In che modo il muco si accumula e ristagna nel nostro corpo

Nei periodi più freddi, una delle problematiche più diffuse, che può portare in un secondo momento a tosse, raffreddore, sinusite, influenza e altre patologie più importanti, è l’accumulo di muco. Che può verificarsi anche in altre stagioni.

Il muco, dal punto di vista della medicina orientale, è costituito dagli elementi acqua e terra e ha diverse qualità, tra cui la vischiosità, il freddo, il contenuto di grassi e la vischiosità.

E’ senza dubbio interessante comprendere in che maniera il muco si accumula all’interno del nostro organismo e cosa è indispensabile fare per evitare che questo capiti.

Troppo sonno

Secondo la medicina tibetata, ogni principio vitale è associato ad un momento preciso della giornata. La fascia oraria che va dalle 7 alle 11 è correlata proprio al muco. Chi si alza dopo le 7 avrà una probabilità maggiore di accumulare muco in eccesso.

Alimenti crudi

Da quando è iniziata l’ondata di notizie sui benefici dei cibi crudi, spesso chi è sensibile ad uno stile di vita sano tende a consumare al mattino succhi e frullati, oppure verdure crude e yogurt. Da un punto di vista ayurvedico, il muco è freddo e regredisce con il calore. Al mattino è dunque preferibile consumare del cibo o delle bevande calde, per evitare gli accumuli.

Stile di vita sedentario

Quando non si pratica nessuna attività fisica è probabile che il muco tenda ad accumularsi maggiormente. Quando ci alleniamo, il corpo produce calore, migliorando la circolazione dell’energia. Se il calore manca, inizia il processo di stagnazione.

Cena a ridosso del sonno

Chi mangia prima di andare a letto, la mattina si sveglia con un sapore dolciastro in bocca. Si tratta del muco. Anche la lingua mostrerà segni di ombre biancastre. La cena non andrebbe consumata oltre le 19 e, in ogni caso, si dovrebbe andare a dormire non prima di 3 ore successive al pasto.

Colpi di freddo

Come già detto, il muco è una sostanza fredda e si scioglie con il calore. E’ quindi preferibile coprirsi al meglio, durante l’inverno. Indossare un cappello e una sciarpa, oltre che dei vestiti adeguati, proteggerà dall’accumulo di muco e quindi dal raffreddore.

Come si fa a capire che abbiamo un eccesso di muco nel corpo?

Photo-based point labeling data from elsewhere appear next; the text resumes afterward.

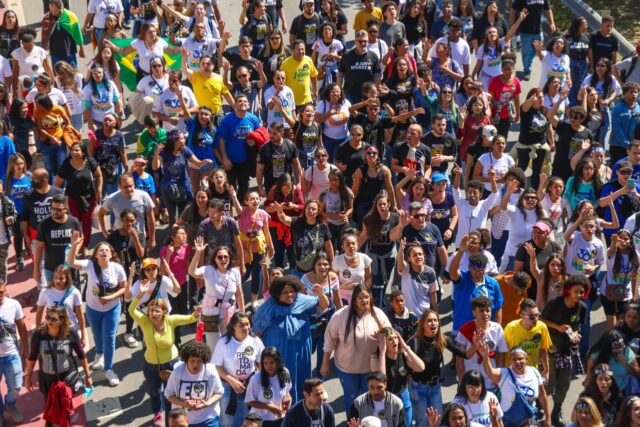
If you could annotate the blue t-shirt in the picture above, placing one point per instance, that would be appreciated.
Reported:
(203, 143)
(465, 289)
(145, 184)
(234, 130)
(19, 189)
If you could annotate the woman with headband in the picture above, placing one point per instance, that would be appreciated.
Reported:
(605, 392)
(517, 379)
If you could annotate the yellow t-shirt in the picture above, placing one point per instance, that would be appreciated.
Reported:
(531, 341)
(209, 91)
(299, 75)
(363, 16)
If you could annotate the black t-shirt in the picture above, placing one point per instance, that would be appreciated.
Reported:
(357, 70)
(542, 255)
(79, 182)
(578, 46)
(557, 312)
(306, 29)
(401, 153)
(307, 238)
(373, 131)
(36, 207)
(444, 145)
(533, 127)
(276, 161)
(383, 245)
(602, 47)
(352, 157)
(236, 62)
(306, 138)
(532, 24)
(56, 237)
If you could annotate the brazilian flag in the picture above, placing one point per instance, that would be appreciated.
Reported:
(129, 63)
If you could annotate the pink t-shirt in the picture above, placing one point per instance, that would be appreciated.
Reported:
(178, 262)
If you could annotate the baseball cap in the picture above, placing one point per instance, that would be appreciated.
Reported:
(148, 262)
(438, 177)
(489, 132)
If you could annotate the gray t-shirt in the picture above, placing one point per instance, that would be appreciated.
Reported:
(140, 202)
(391, 33)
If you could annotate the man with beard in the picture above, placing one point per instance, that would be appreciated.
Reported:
(37, 208)
(54, 235)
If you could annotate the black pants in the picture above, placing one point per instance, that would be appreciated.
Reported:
(238, 176)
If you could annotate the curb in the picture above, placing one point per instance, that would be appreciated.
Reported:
(580, 8)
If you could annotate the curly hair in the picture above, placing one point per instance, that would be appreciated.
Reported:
(195, 349)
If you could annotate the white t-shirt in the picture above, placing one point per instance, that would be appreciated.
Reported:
(494, 337)
(272, 395)
(319, 180)
(460, 51)
(238, 359)
(101, 8)
(500, 166)
(166, 289)
(195, 389)
(112, 276)
(580, 253)
(288, 103)
(5, 69)
(31, 63)
(348, 274)
(528, 383)
(153, 87)
(417, 293)
(220, 286)
(169, 105)
(553, 66)
(10, 311)
(479, 412)
(72, 98)
(197, 49)
(51, 296)
(336, 125)
(145, 54)
(56, 95)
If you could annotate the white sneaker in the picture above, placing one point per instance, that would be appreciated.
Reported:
(98, 362)
(113, 378)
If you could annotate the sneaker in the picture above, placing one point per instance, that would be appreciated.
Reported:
(98, 363)
(112, 378)
(158, 420)
(130, 340)
(12, 414)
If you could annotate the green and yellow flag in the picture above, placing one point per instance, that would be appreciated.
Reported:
(129, 63)
(68, 21)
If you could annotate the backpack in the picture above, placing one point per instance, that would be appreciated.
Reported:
(624, 74)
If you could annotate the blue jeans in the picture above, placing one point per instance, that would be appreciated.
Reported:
(528, 51)
(54, 155)
(71, 59)
(211, 422)
(578, 73)
(241, 409)
(353, 385)
(404, 395)
(424, 396)
(104, 326)
(151, 373)
(11, 369)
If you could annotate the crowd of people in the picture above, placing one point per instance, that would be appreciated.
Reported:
(384, 173)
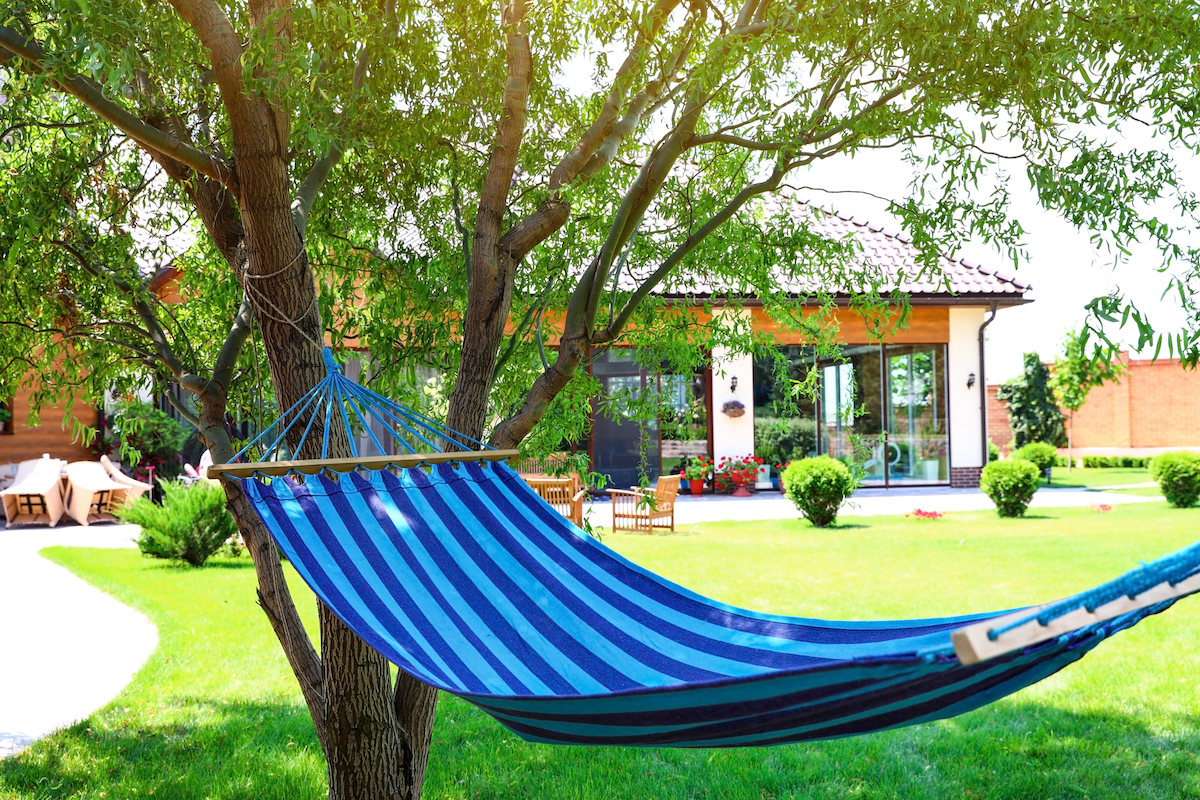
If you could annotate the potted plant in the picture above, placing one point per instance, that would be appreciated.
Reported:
(929, 451)
(779, 470)
(742, 471)
(696, 473)
(733, 409)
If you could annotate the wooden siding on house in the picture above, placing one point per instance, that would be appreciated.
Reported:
(49, 437)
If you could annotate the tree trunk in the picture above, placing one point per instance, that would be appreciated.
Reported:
(371, 756)
(1071, 441)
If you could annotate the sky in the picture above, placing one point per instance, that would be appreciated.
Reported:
(1062, 265)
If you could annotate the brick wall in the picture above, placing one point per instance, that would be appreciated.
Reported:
(1153, 405)
(965, 477)
(1000, 432)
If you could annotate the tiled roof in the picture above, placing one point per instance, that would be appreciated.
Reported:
(892, 256)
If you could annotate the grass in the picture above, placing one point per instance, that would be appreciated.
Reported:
(215, 713)
(1091, 477)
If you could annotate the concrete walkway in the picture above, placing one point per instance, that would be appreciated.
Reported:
(865, 503)
(66, 648)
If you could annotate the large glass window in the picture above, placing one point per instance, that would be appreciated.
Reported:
(622, 446)
(850, 414)
(685, 419)
(918, 440)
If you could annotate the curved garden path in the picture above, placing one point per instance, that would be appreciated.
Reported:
(66, 648)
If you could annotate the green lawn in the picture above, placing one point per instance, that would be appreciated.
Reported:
(216, 715)
(1092, 477)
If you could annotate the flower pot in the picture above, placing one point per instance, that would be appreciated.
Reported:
(763, 477)
(929, 469)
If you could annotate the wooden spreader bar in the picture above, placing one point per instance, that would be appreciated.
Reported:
(312, 467)
(972, 645)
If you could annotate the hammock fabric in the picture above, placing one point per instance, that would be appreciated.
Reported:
(467, 579)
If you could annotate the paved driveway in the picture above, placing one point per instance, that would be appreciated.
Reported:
(66, 649)
(773, 505)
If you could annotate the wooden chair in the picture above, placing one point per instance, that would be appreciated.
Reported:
(645, 507)
(93, 494)
(563, 493)
(36, 494)
(133, 487)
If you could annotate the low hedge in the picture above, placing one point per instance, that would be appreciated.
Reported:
(1179, 477)
(1011, 485)
(1113, 462)
(1038, 452)
(817, 486)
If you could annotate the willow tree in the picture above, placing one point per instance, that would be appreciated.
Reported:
(426, 162)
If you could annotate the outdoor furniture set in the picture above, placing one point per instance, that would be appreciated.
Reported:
(634, 509)
(42, 489)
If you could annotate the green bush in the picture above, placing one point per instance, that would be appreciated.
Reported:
(1179, 476)
(1110, 462)
(817, 487)
(1011, 485)
(190, 525)
(779, 439)
(149, 438)
(1039, 452)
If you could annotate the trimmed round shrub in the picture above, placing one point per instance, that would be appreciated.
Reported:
(1039, 452)
(1179, 476)
(817, 487)
(190, 525)
(1011, 485)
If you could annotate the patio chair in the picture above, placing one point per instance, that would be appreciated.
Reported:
(7, 475)
(35, 497)
(133, 487)
(563, 493)
(93, 493)
(636, 509)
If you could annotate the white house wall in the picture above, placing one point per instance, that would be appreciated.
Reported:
(732, 435)
(966, 435)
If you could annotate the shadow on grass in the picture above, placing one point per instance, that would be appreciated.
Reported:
(220, 750)
(265, 751)
(1012, 751)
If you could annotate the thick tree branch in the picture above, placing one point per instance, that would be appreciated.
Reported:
(736, 140)
(183, 410)
(222, 371)
(93, 96)
(574, 161)
(618, 323)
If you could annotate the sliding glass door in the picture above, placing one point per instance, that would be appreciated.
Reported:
(917, 423)
(850, 411)
(881, 404)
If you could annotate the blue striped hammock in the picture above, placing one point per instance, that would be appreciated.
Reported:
(466, 578)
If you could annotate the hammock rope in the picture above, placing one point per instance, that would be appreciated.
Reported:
(455, 570)
(339, 402)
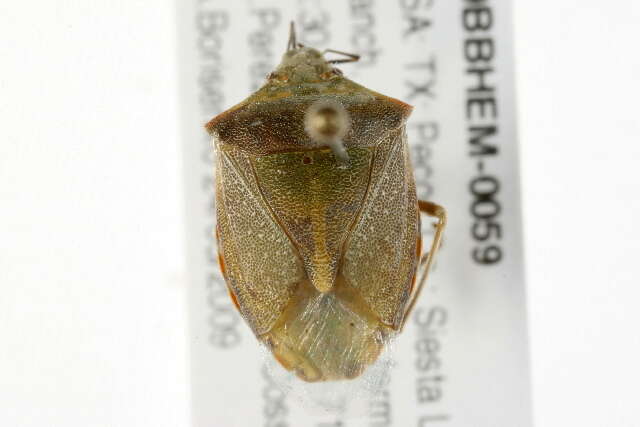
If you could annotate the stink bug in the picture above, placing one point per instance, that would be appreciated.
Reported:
(318, 222)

Spesso, ma non sempre, le persone in sovrappeso hanno degli accumuli di muco nell’organismo. Anche chi soffre di problemi digestivi o perde improvvisamente l’appetito può avere questo problema. Nausea, vomito e reflusso gastrico sono tutti segni di eccesso di muco, così come una salivazione esagerata, l’impossibilità di percepire i sapori, la sensazione di stomaco gonfio, la continua eruttazione, la stanchezza fisica e mentale, la costante sensazione di freddo e, naturalmente, il raffreddore e il mal di gola.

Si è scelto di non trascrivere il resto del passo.